Cumhuriyet Bayramı kutlamalarından bir görünüm (Ankara-1929)

Demokrasinin bir gereği olarak vatandaşlar seçme ve seçilme haklarını elde etmişlerdir. Cumhuriyetin ilan edilmesiyle çağdaş ülkelerde olduğu gibi demokratik, insan haklarını benimseyen ve koruyan yönetim biçimi Türk milletinin hayatına girmiştir.

Millî Mücadele’yi başlatan Mustafa Kemal, cumhuriyet yönetimine adım adım geçmeyi planlamıştır. Kurtuluş Savaşı’nın zaferle sonuçlanmasıyla birlikte cumhuriyetin ilan edilmesi, Mustafa Kemal’in idealist kişiliğinin bir örneğidir.

Atatürk, sadece meşrutiyeti ortadan kaldırmakla kalmamış; onun yerine halk yönetimine yani demokrasiye geçmeyi amaçlamıştır. Mustafa Kemal’in en büyük amacı, yüksek nitelik ve yeteneklerine inandığı Türk milletinin sonsuza kadar millî birlik ve beraberlik içinde özgür ve bağımsız yaşamasını, vatanın bölünmez bütünlüğünü sağlamaktı.

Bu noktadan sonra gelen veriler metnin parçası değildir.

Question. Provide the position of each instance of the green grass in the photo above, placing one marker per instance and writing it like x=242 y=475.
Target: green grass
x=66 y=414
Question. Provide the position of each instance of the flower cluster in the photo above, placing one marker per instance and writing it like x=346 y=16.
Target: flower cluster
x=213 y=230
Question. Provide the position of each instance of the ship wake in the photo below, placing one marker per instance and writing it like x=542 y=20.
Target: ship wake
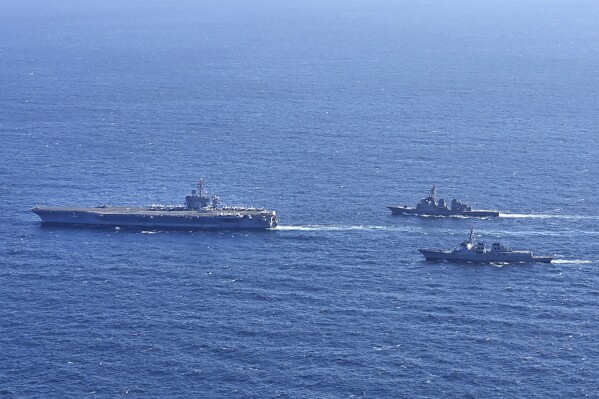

Atatürk’ün idealleri, Millî Mücadele’den çok önce şekillenmiş ve zamanı gelince uygulanacak bir sisteme bağlanmıştır. Atatürk’teki vatan ve millet sevgisi, onun büyük bir idealist olmasında etken olmuştur. Onun idealleri, Türk milletinin ihtiyaçlarından doğmuş, Millî Mücadele ve Cumhuriyet Dönemi’nde gerçekleşmiştir.

Atatürk’e göre ideal birliği, insanları birbirine yaklaştırır; onlarda ortak kader birliğinin derin duygularını uyandırır. Toplumda dayanışma duygusunun canlanmasında da ortak ülküler büyük etkiye sahiptir. Büyük ideallere sahip olan milletler devamlı ve güçlü devletler kurarak varlıklarını sürdürürler. Atatürk, bundan dolayı fikirlerini ilkeler olarak ortaya koymuş ve onları idealleştirmiştir. Atatürk’ün idealistliğini yansıtan aşağıdaki sözlerini okuyalım.

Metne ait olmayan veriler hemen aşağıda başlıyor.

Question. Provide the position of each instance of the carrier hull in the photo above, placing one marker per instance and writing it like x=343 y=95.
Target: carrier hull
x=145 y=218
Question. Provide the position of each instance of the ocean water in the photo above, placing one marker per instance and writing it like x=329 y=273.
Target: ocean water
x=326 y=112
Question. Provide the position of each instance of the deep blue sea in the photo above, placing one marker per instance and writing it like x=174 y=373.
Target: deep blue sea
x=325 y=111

“Memleket, kesinlikle çağdaş, uygar ve yepyeni olacaktır. Bizim için bu, hayat davasıdır…” (Prof. Dr. Utkan Kocatürk, Atatürk’ün Fikir ve Düşünceleri, s. 197.) (Düzenlenmiştir.)

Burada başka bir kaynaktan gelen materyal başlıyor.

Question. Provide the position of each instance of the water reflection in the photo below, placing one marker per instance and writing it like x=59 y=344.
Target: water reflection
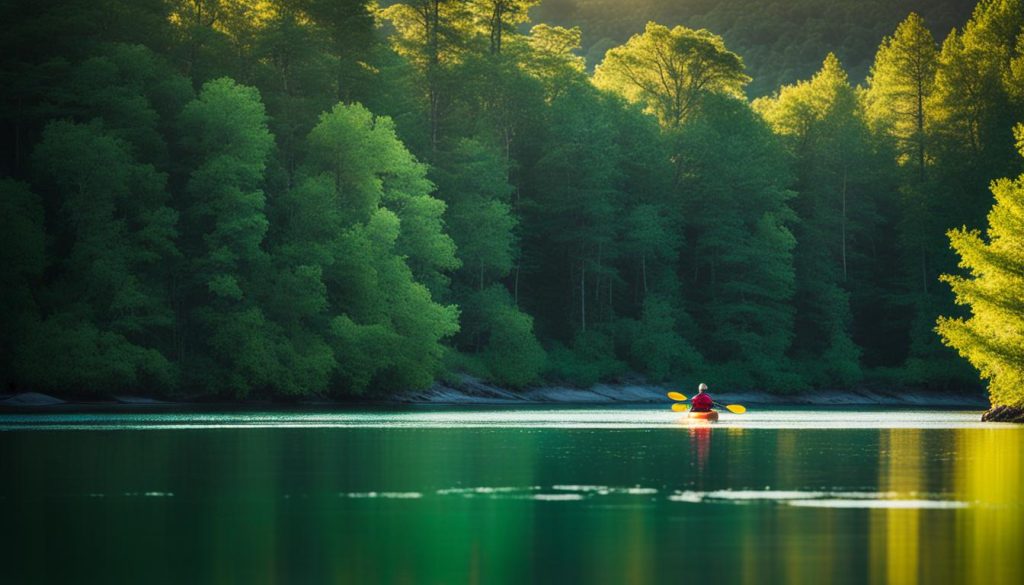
x=514 y=505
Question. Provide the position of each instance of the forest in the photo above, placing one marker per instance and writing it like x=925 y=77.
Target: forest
x=288 y=198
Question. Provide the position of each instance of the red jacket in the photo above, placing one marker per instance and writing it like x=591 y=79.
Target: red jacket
x=702 y=403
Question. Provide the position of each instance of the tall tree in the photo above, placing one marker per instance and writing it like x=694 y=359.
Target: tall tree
x=108 y=312
x=348 y=219
x=228 y=344
x=740 y=249
x=823 y=127
x=900 y=87
x=992 y=337
x=669 y=71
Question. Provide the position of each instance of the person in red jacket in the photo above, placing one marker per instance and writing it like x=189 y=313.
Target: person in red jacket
x=701 y=402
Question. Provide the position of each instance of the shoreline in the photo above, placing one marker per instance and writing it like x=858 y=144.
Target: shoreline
x=472 y=392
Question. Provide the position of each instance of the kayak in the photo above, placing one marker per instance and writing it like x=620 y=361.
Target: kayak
x=710 y=416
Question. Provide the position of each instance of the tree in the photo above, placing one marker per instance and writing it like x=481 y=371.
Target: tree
x=669 y=71
x=231 y=347
x=363 y=218
x=499 y=17
x=108 y=314
x=739 y=246
x=992 y=337
x=900 y=87
x=821 y=123
x=23 y=255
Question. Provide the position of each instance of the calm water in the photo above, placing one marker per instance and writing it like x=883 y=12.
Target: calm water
x=500 y=496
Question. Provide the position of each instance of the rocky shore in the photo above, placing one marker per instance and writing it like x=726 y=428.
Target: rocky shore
x=467 y=390
x=1004 y=414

Mustafa Kemal, eşsiz bir komutan olduğu gibi aynı zamanda büyük bir devlet adamıdır. O, sorunlar karşısında milletimizin ve ülkemizin çıkarlarını ön planda tutan bir siyaset izlemiştir.

Mustafa Kemal Paşa, Birinci Dünya Savaşı’ndan sonra, milletimize karşı yapılan haksızlıklara tepki gösterdi ve Millî Mücadele’yi başlattı. Türk milletinin bağımsızlığını, özgürlüğünü, millî birlik ve beraberliğini sağlamak için 19 Mayıs 1919 tarihinde Samsun’a geldi.

Buradan Havza’ya geçerek bir bildiri yayımladı. Ardından Amasya’da yapılan görüşmelerin sonucunda Amasya Genelgesi’nde alınan kararların millete duyurulmasını sağladı. Erzurum Kongresi’nde alınan kararlar doğrultusunda kurulan Temsil Heyetinin başkanlığına getirildi. Mustafa Kemal, BMM’nin Ankara’da toplanmasını sağlayarak bu Meclisin başkanı seçildi.

BMM’den aldığı güçle Millî Mücadele Dönemi’nde karşılaştığı bütün güçlükleri aşmasını bildi. Sakarya Meydan Savaşı öncesinde Meclis kararıyla Meclisin bütün yetkilerini üzerine aldı. Bu yetkiye dayanarak Tekâlifimilliye Emirleri’ni yayımladı. Böylece ordunun ihtiyaçlarını gidermeye çalıştı. Vatansever Türk milleti ile birlikte Millî Mücadele’yi zaferle sonuçlandırdı.

Bu millî ve askerî başarısının ardından çağdaş Türkiye Cumhuriyeti’ni kurarak askerî başarılarını siyasal başarıları ile taçlandırdı. Türkiye Cumhuriyeti’ni çağdaş uygarlık seviyesinin üzerine çıkarmak için birçok alanda yenilikler yaptı.

Mustafa Kemal, TBMM tarafından 29 Ekim 1923 tarihinde Türkiye Cumhuriyeti Devleti’nin ilk cumhurbaşkanı seçildi. Millî iradeye dayanan cumhuriyet yönetiminin güçlenmesi ve sarsılmaz temeller üzerinde yükselmesi için çalışmalar yaptı.